Moleküler kamera ve Atom kamera
Evet isim çok uçuk ve şaşırtıcı geldi. Bu benim hayal gücümü zorladığım bir ürün. Sonuçta her şey bir zamanlar hayal ürünüydü. Bu kamera isminden de anlaşılacağı gibi moleküler boyutta gözlerimizin göremeyeceği bir kamera. Gözlerimiz göremiyorsa bu görünmez demek oluyor. Bu kamera hava molekülü boyutunda fakat bizim tarafımızdan yapılmamış, hava moleküllerinin bulunduğu her yerde bulunabilen bir kamera. Nasıl mı çalışıyor ? Dünya hava ile dolu olduğuna göre bu kamera her yerde demektir.
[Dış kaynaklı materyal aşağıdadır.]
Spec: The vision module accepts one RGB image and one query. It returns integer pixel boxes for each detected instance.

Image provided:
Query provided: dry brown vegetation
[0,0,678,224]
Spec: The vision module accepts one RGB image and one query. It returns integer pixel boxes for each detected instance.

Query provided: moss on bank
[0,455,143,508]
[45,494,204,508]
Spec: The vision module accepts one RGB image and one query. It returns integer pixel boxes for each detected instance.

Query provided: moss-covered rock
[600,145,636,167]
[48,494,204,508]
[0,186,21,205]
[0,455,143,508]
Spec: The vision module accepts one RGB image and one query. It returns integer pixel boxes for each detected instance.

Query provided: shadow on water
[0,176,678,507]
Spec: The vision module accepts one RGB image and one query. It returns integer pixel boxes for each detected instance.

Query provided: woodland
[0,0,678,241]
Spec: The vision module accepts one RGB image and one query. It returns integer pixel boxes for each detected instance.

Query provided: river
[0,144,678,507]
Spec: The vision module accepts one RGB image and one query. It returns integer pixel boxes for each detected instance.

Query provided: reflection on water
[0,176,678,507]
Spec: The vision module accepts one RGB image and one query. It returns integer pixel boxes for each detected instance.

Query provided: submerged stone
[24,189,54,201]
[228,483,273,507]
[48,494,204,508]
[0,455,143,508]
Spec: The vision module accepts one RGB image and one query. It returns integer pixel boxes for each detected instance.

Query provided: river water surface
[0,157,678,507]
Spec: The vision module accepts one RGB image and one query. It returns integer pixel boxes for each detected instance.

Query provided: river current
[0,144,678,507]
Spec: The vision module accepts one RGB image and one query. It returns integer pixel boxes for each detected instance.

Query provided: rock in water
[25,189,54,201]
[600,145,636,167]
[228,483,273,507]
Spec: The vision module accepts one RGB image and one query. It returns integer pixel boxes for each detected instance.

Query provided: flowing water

Kafanız iyice karışmaya başladı... Düşünsenize bir hava molekülünün konumunu belirleyebilseydik o molekülün nerede olduğunu da bilirdik. Ve bu molekülü uzaktan yolladığımız bir sinyal ile titreştirip görüntü alacak şekle sokabilseydik belki de görüntü alabilirdik. Evet biliyorum çok fazla bilim kurgu ve fantastik geliyor fakat zihnimde canlanmışken hemen yazıya dökmek istedim. Söz uçar yazı kalır değil mi. Hayal gücümüzü zorlamaya devam edelim. Bu molekülleri wifi dalgaları ile kontrol edip bir "foto diyot" yapabilseydik o zaman gözle görünemeyen bir kamera elde etmiş olurduk. Bilginiz olsun kameralar foto diyot (ışık direnci) ile çalışır. Foton enerji taşıyan bir kuanta parçacığıdır. Ve foto diyotlara çarpınca enerji aktarır bu foto diyotlar mimarilerine göre de bu fotondan soğurdukları enerjiyi gerilimlere dönüştürüm işlemciye yollar. İşlemci bu gerilimleri hesaplayarak ekrana görüntüyü yansıtır.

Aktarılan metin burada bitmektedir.